For most audiences, all of the multiverse-centric films that have been released in the past couple of years are starting to feel the same – and unfortunately, this applies to Across the Spider-Verse as well.
As a bigger sequel, Across the Spider-Verse expertly expands on every aspect of the original film. However, with 100 different story webs to follow rather than a concise five or six, the film’s storytelling is, to say the least, strained.
From a critical standpoint, the film is at its most enjoyable when providing audiences with a heavy dose of nostalgia or presenting them with a mass amount of characters – and even then, these cameos lose their luster when you realize that they’re only meant to say a few lines or occupy background space before inevitably becoming expensive canon fodder.

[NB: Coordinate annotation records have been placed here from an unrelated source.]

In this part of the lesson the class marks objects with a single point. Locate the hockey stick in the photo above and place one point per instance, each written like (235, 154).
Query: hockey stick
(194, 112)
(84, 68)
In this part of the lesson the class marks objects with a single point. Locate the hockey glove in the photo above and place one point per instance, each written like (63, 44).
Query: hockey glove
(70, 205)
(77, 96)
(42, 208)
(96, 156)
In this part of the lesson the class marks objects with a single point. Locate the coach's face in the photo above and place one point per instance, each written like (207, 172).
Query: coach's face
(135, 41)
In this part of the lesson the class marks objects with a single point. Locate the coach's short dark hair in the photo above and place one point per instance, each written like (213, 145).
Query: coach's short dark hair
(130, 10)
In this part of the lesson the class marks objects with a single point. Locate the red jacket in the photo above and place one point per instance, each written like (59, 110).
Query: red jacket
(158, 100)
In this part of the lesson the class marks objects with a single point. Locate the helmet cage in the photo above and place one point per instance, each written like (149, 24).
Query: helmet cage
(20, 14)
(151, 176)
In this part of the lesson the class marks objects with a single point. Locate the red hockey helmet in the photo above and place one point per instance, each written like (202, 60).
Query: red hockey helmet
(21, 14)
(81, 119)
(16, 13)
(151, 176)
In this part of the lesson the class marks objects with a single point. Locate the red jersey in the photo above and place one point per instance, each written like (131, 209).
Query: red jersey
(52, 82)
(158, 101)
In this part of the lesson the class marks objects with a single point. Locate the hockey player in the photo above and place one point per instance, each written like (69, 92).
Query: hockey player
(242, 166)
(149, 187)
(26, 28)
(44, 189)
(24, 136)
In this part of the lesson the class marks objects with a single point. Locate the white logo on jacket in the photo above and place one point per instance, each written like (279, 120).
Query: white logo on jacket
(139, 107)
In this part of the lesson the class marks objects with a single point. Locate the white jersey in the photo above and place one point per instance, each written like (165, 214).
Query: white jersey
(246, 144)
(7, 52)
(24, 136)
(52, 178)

With six universes, a large cast of characters, and a fair helping of universe-hopping, the film unsurprisingly features a lot of dialogue and exposition in-between its actions, and as such tends to drag at numerous points throughout its two-hour-plus run time.
Further, the film’s thematic use of different visual styles for all the Spiders makes the entire package feel like an anthology of stitched together stories, like a Frankenstein’d and ADHD-infused version of Netflix’s Love, Death, and Robots, rather than a single cohesive story.
Maybe this stylistic experiment will smooth out its cohesion over the course of another two-and-a-half-hour outing, but as it applies to Across the Spider-Verse, the film feels like a piece of Banksy-inspired street art that is so monumentally cluttered yet mesmerizing at the same time.
And perhaps Beyond the Spider-Verse will retroactively make Across’ story more enjoyable, but for now, the franchise’s flashy visuals are fully in controls of its web-shooters.
As a stand alone feature, Across the Spider-Verse is groundbreaking with its half-a-dozen animation styles and plethora of Spider-Men. The Spot is an insanely cool villain, Spider-Man 2099 is an anti-hero teetering on the verge of becoming a full-time villain, and Spider-Punk oozes overall awesomeness.
But with the film sitting at 162 minutes and a sequel on the way in less than a year, the story ultimately feels like it’s stretched beyond its means.
- Unbelievable animation.
- The new characters are increedible.
- The ending leaves you hooked and waiting for 'Beyond the Spider-Verse'
- Feels like too much of a good thing.
- So many different animation styles make the film feel detached and disjointed
- The story drags at times and there are too many Spider-People.